About Boer Goats

As their name suggests, Boer goats originated in South Africa, where “boer” translates to “farmer”. Although the exact ancestors to the Boer goat are unknown, they are thought to be the offspring of crosses from local African goats and European ones. This is a fast maturing meat goat as opposed to a dairy goat. They are an undemanding breed to raise, considering they were bred to withstand the extreme temperatures of South Africa.

Boer goats possess a charming and distinctive look with prominent beards and hound-dog like ears. Their heads, necks and shoulders of their bodies are a dark chestnut brown while the rest of the body is white. Sometimes their faces may also have white markings like a star or a blaze. Mature bucks can tip the scales between 200 and 240 pounds, while does are a little smaller at 190 to 230 pounds.

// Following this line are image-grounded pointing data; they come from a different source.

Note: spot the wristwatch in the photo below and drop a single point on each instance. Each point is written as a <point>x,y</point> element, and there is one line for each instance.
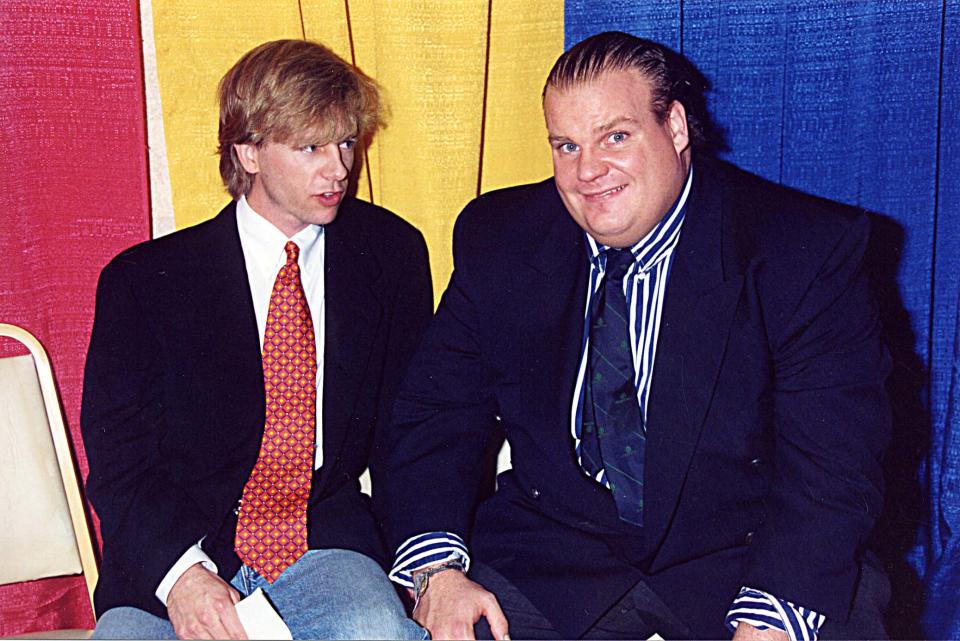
<point>422,579</point>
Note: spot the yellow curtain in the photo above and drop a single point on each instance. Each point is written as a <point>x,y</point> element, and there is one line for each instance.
<point>462,79</point>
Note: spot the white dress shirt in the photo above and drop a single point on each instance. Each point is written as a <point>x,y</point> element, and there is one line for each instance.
<point>264,255</point>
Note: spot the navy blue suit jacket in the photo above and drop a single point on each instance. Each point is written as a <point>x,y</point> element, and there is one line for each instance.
<point>173,401</point>
<point>767,415</point>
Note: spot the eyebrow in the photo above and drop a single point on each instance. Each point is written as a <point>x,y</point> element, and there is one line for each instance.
<point>616,122</point>
<point>601,128</point>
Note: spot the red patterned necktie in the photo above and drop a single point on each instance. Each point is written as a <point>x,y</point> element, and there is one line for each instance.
<point>272,523</point>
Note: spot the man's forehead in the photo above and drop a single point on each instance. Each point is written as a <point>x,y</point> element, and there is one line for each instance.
<point>610,98</point>
<point>329,128</point>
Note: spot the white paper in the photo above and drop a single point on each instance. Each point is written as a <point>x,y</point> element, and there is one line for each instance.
<point>260,620</point>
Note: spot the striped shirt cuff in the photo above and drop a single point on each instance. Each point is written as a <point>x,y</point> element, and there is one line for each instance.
<point>424,550</point>
<point>765,611</point>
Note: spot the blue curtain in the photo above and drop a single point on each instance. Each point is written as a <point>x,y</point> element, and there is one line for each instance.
<point>858,101</point>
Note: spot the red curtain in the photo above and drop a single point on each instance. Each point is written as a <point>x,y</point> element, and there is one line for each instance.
<point>73,193</point>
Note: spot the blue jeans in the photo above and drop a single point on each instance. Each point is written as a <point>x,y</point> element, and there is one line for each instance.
<point>326,594</point>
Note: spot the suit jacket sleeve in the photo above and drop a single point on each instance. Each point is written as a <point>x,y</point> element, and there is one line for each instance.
<point>442,419</point>
<point>412,310</point>
<point>147,520</point>
<point>832,424</point>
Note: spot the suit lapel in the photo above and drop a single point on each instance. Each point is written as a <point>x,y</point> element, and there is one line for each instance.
<point>227,341</point>
<point>353,312</point>
<point>697,314</point>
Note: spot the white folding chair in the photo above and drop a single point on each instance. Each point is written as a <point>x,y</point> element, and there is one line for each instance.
<point>46,532</point>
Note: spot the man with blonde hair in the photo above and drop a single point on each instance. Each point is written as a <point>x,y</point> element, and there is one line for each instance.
<point>241,371</point>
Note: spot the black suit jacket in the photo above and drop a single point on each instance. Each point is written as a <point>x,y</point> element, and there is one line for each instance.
<point>767,415</point>
<point>173,401</point>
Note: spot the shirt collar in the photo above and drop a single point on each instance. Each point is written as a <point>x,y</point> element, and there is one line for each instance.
<point>263,243</point>
<point>659,241</point>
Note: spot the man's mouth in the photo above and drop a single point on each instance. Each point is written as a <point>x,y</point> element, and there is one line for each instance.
<point>329,198</point>
<point>605,193</point>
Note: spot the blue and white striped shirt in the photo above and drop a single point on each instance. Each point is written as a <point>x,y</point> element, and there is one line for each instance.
<point>645,285</point>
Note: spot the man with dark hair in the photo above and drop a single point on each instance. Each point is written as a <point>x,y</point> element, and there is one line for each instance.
<point>685,361</point>
<point>241,372</point>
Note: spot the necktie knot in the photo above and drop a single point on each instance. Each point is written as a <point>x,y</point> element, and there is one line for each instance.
<point>618,262</point>
<point>291,268</point>
<point>293,253</point>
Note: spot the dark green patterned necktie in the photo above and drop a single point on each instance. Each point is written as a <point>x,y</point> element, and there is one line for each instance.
<point>612,433</point>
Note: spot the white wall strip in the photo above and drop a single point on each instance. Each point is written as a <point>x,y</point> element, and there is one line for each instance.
<point>161,196</point>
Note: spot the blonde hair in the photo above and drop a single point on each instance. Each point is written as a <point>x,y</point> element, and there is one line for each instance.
<point>286,91</point>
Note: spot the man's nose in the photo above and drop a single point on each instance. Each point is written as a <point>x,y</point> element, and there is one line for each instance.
<point>590,165</point>
<point>333,167</point>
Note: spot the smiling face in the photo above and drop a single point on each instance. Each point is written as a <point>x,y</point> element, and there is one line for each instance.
<point>618,167</point>
<point>295,185</point>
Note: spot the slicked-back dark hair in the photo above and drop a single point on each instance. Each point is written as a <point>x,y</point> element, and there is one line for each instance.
<point>671,76</point>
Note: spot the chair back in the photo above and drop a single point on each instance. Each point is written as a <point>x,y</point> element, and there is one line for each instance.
<point>46,532</point>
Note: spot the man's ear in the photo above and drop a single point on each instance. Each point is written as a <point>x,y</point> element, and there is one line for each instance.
<point>249,155</point>
<point>677,122</point>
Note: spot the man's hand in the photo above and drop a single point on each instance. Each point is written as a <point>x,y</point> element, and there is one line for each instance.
<point>746,632</point>
<point>452,603</point>
<point>200,606</point>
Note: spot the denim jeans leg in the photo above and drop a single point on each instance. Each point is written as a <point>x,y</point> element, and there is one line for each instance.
<point>340,594</point>
<point>132,623</point>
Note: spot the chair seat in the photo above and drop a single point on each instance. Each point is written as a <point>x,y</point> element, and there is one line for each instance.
<point>56,634</point>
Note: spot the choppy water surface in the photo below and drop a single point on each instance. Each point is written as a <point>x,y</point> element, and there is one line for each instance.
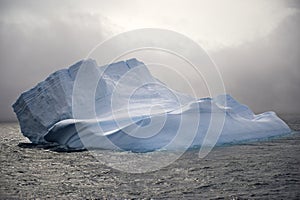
<point>267,169</point>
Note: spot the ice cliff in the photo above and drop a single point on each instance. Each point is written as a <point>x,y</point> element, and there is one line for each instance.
<point>155,112</point>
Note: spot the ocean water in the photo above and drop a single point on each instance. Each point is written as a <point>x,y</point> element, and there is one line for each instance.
<point>268,169</point>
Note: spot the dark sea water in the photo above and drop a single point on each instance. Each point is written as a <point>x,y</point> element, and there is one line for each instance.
<point>267,169</point>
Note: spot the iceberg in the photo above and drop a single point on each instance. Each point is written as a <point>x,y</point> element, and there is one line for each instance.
<point>133,111</point>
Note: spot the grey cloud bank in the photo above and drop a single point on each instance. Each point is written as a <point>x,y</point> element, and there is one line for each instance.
<point>37,38</point>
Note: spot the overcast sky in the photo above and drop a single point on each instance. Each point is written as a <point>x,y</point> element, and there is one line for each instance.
<point>255,43</point>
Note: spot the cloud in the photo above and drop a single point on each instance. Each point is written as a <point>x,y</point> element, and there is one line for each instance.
<point>253,42</point>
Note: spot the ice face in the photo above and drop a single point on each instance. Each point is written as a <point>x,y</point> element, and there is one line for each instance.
<point>134,111</point>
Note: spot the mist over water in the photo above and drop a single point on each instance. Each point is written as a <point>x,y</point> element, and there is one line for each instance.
<point>254,44</point>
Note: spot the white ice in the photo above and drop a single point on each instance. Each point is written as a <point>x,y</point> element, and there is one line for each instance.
<point>134,112</point>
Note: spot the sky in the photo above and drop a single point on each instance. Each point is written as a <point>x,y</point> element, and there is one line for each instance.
<point>254,43</point>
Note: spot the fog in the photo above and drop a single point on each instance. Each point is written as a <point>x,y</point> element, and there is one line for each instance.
<point>254,43</point>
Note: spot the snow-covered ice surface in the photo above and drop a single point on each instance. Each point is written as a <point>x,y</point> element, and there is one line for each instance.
<point>146,120</point>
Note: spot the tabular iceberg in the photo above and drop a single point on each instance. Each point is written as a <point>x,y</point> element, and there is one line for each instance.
<point>146,120</point>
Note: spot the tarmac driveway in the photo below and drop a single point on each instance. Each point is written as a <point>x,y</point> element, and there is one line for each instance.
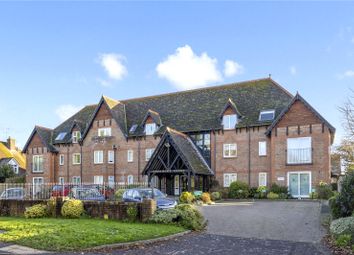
<point>296,221</point>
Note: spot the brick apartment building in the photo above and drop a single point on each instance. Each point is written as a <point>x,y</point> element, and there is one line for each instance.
<point>253,131</point>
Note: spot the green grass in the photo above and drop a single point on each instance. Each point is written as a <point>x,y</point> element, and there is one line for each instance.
<point>75,234</point>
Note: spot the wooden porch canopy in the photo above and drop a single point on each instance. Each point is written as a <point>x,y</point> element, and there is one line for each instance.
<point>176,154</point>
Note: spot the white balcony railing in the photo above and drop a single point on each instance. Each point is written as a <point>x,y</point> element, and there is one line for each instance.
<point>299,156</point>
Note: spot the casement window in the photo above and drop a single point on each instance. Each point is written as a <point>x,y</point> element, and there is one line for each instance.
<point>150,128</point>
<point>104,132</point>
<point>262,148</point>
<point>262,179</point>
<point>266,115</point>
<point>61,159</point>
<point>130,179</point>
<point>229,178</point>
<point>61,180</point>
<point>98,157</point>
<point>229,121</point>
<point>76,136</point>
<point>148,154</point>
<point>110,157</point>
<point>76,180</point>
<point>76,159</point>
<point>98,179</point>
<point>299,150</point>
<point>130,156</point>
<point>230,150</point>
<point>37,164</point>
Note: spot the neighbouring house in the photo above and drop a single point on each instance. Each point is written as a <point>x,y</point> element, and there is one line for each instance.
<point>253,131</point>
<point>12,156</point>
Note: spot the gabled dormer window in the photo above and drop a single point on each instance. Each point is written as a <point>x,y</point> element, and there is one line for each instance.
<point>76,136</point>
<point>150,128</point>
<point>229,121</point>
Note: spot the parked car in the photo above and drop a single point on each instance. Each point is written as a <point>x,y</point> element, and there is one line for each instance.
<point>138,194</point>
<point>86,194</point>
<point>13,193</point>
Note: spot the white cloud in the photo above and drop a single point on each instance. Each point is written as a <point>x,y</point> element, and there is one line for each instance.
<point>66,111</point>
<point>232,68</point>
<point>113,65</point>
<point>293,70</point>
<point>187,70</point>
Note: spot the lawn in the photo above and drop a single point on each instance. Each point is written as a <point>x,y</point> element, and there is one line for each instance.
<point>75,234</point>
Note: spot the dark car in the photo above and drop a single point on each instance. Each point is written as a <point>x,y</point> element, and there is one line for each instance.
<point>91,194</point>
<point>138,194</point>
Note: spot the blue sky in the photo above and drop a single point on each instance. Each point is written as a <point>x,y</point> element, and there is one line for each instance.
<point>56,57</point>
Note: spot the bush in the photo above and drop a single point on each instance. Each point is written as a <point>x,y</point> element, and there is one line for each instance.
<point>272,195</point>
<point>186,198</point>
<point>215,196</point>
<point>206,198</point>
<point>343,226</point>
<point>132,212</point>
<point>238,189</point>
<point>72,208</point>
<point>342,205</point>
<point>184,215</point>
<point>118,195</point>
<point>324,190</point>
<point>36,211</point>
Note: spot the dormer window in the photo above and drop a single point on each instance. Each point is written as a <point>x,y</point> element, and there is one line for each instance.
<point>266,115</point>
<point>229,121</point>
<point>76,136</point>
<point>150,128</point>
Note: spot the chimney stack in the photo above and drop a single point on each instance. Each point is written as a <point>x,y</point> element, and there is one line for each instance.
<point>11,143</point>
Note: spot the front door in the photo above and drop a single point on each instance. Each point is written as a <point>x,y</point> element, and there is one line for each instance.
<point>176,185</point>
<point>299,184</point>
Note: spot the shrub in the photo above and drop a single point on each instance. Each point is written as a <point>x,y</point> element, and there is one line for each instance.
<point>118,195</point>
<point>238,189</point>
<point>324,190</point>
<point>186,198</point>
<point>272,195</point>
<point>343,226</point>
<point>184,215</point>
<point>72,208</point>
<point>36,211</point>
<point>215,196</point>
<point>132,212</point>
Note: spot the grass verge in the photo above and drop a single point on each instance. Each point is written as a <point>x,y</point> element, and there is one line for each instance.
<point>76,234</point>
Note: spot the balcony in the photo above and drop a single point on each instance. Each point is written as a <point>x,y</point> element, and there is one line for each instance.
<point>299,156</point>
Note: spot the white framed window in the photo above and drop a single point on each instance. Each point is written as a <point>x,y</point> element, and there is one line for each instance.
<point>150,128</point>
<point>148,154</point>
<point>262,179</point>
<point>262,148</point>
<point>76,159</point>
<point>110,157</point>
<point>266,115</point>
<point>61,159</point>
<point>98,157</point>
<point>104,132</point>
<point>37,164</point>
<point>229,121</point>
<point>229,178</point>
<point>299,150</point>
<point>130,156</point>
<point>130,179</point>
<point>230,150</point>
<point>76,136</point>
<point>61,180</point>
<point>76,180</point>
<point>98,179</point>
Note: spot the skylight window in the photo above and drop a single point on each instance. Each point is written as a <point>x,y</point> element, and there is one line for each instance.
<point>60,136</point>
<point>133,128</point>
<point>266,115</point>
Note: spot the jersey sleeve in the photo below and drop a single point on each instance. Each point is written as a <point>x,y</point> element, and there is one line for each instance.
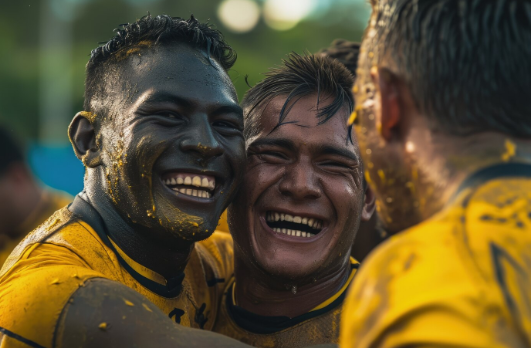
<point>412,295</point>
<point>34,291</point>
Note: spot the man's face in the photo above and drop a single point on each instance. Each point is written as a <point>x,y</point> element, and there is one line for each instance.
<point>299,208</point>
<point>172,145</point>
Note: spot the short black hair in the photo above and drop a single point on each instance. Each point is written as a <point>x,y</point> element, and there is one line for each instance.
<point>148,31</point>
<point>299,76</point>
<point>467,63</point>
<point>346,52</point>
<point>10,150</point>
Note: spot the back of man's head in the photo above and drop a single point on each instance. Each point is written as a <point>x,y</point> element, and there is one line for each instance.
<point>297,77</point>
<point>467,63</point>
<point>146,33</point>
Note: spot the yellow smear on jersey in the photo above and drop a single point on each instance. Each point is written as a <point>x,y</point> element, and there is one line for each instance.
<point>143,270</point>
<point>341,291</point>
<point>510,150</point>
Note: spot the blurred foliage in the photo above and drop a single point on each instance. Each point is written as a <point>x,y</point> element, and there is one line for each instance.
<point>257,50</point>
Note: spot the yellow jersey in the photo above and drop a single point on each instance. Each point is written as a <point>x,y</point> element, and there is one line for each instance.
<point>51,201</point>
<point>460,279</point>
<point>72,247</point>
<point>319,326</point>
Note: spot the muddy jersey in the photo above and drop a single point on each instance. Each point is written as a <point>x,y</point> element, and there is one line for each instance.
<point>50,201</point>
<point>319,326</point>
<point>72,247</point>
<point>459,279</point>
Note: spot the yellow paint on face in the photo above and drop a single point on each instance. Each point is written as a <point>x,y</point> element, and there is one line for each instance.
<point>510,150</point>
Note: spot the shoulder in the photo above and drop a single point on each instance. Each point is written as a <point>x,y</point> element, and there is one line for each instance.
<point>218,252</point>
<point>423,273</point>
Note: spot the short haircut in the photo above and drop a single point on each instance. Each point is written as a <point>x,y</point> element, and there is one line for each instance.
<point>346,52</point>
<point>297,77</point>
<point>146,32</point>
<point>467,63</point>
<point>10,150</point>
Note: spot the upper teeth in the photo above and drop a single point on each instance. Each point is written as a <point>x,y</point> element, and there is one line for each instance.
<point>313,223</point>
<point>192,180</point>
<point>195,181</point>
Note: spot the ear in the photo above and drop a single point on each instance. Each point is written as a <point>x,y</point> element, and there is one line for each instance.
<point>391,116</point>
<point>369,205</point>
<point>83,138</point>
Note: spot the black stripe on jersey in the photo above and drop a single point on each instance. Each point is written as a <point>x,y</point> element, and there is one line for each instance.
<point>502,170</point>
<point>261,324</point>
<point>87,213</point>
<point>20,338</point>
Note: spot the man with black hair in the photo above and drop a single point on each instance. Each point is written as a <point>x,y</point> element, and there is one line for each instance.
<point>24,204</point>
<point>444,127</point>
<point>161,140</point>
<point>370,233</point>
<point>295,218</point>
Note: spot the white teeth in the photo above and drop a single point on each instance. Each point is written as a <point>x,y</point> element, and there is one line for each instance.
<point>196,181</point>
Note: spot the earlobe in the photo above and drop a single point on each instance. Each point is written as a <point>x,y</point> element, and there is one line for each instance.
<point>389,101</point>
<point>369,205</point>
<point>82,135</point>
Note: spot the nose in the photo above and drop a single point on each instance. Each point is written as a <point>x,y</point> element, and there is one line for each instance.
<point>200,140</point>
<point>300,182</point>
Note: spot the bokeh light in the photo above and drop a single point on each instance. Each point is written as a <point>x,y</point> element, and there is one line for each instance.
<point>285,14</point>
<point>239,16</point>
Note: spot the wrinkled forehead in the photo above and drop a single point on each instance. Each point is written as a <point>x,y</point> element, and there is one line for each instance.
<point>301,124</point>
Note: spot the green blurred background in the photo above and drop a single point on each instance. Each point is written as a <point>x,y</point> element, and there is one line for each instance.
<point>45,45</point>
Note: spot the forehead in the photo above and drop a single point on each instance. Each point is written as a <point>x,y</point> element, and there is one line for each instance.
<point>301,124</point>
<point>177,69</point>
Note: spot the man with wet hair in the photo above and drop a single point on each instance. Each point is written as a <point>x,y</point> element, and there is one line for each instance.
<point>295,218</point>
<point>370,233</point>
<point>444,127</point>
<point>161,140</point>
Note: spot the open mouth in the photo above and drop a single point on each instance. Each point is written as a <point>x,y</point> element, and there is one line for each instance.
<point>293,225</point>
<point>194,185</point>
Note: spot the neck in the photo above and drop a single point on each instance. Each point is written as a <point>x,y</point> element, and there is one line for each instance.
<point>267,295</point>
<point>452,159</point>
<point>136,240</point>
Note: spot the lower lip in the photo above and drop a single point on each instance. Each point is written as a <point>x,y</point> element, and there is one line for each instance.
<point>291,238</point>
<point>190,198</point>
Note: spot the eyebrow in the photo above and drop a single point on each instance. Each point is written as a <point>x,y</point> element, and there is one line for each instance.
<point>332,150</point>
<point>164,97</point>
<point>285,143</point>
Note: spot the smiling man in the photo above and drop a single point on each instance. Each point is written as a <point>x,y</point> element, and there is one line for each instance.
<point>161,140</point>
<point>296,216</point>
<point>445,130</point>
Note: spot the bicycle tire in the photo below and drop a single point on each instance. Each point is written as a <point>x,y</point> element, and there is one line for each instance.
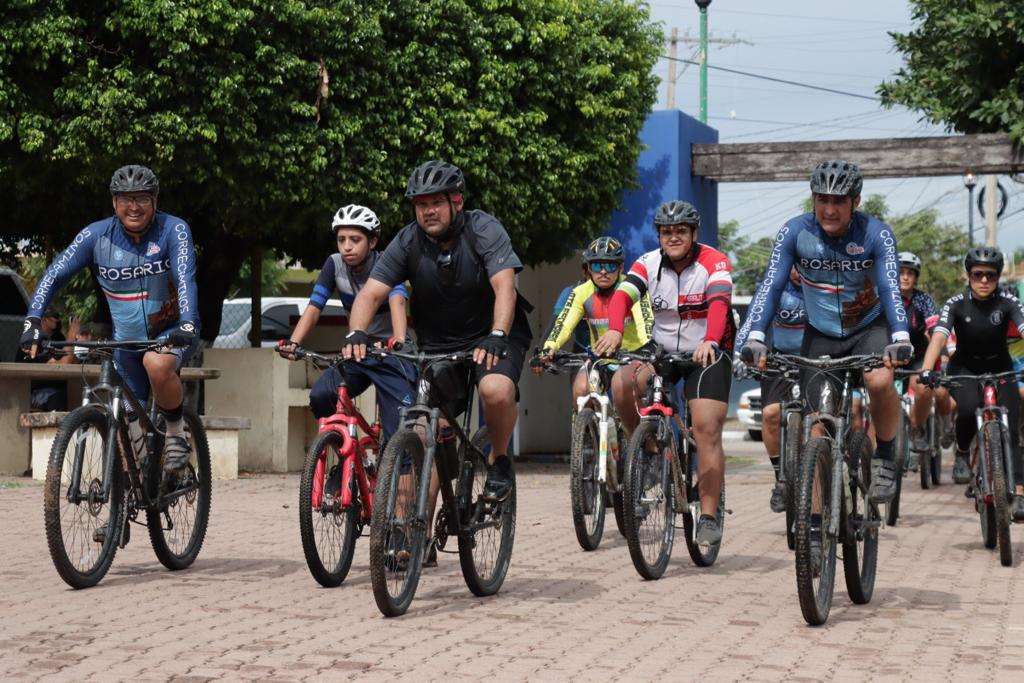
<point>649,537</point>
<point>860,546</point>
<point>328,534</point>
<point>585,489</point>
<point>396,559</point>
<point>178,542</point>
<point>484,556</point>
<point>71,527</point>
<point>815,602</point>
<point>992,434</point>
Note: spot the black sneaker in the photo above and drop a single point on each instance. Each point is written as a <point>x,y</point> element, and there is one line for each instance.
<point>778,496</point>
<point>499,483</point>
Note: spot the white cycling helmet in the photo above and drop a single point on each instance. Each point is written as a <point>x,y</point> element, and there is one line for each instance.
<point>358,216</point>
<point>909,260</point>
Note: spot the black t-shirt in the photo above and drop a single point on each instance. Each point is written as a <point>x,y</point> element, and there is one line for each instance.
<point>453,301</point>
<point>981,329</point>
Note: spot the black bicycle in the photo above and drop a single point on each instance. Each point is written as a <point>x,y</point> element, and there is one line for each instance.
<point>484,529</point>
<point>105,468</point>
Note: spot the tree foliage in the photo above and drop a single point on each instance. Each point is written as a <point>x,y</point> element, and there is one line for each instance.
<point>964,66</point>
<point>261,117</point>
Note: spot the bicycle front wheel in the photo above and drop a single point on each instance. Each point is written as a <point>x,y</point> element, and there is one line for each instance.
<point>329,530</point>
<point>396,541</point>
<point>585,489</point>
<point>647,508</point>
<point>815,551</point>
<point>82,527</point>
<point>177,523</point>
<point>488,528</point>
<point>859,525</point>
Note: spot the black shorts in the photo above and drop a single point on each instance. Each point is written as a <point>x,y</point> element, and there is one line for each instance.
<point>871,339</point>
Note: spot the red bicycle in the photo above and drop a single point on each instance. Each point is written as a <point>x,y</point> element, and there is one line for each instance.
<point>336,493</point>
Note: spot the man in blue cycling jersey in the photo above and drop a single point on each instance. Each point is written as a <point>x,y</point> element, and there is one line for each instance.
<point>144,261</point>
<point>848,265</point>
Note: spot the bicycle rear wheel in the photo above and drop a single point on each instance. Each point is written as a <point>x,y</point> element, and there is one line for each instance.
<point>992,439</point>
<point>648,510</point>
<point>485,547</point>
<point>83,532</point>
<point>328,530</point>
<point>585,489</point>
<point>396,542</point>
<point>177,523</point>
<point>859,526</point>
<point>815,563</point>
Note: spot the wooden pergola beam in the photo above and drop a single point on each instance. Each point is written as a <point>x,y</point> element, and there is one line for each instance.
<point>878,158</point>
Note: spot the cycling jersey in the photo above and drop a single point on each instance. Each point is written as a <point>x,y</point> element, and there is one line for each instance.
<point>336,274</point>
<point>690,307</point>
<point>150,285</point>
<point>587,303</point>
<point>787,326</point>
<point>848,282</point>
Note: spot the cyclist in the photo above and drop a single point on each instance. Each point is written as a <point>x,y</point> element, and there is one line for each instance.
<point>356,230</point>
<point>980,316</point>
<point>786,336</point>
<point>144,262</point>
<point>690,287</point>
<point>462,269</point>
<point>847,262</point>
<point>602,263</point>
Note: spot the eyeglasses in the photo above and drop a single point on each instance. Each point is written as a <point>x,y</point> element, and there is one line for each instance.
<point>143,201</point>
<point>984,275</point>
<point>603,266</point>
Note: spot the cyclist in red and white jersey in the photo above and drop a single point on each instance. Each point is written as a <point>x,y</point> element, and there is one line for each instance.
<point>690,287</point>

Since their importation to the United States in 1993, Boer goats are quickly becoming a source of lean red meat for consumers looking to avoid beef. American consumers spend $30 million per year, according to the American Boer Goat Association. Much of that money went to import goats but now Americans have caught onto the idea of raising goats for meat in their own country. Goats cost far less to feed and need less land than cows.

Boer does are noted for their high fertility and good overall health. They can be bred as early as five months, but some breeders may wish to wait until the does is more mature. Boer goats have adapted to other climates like the American southwest without many problems.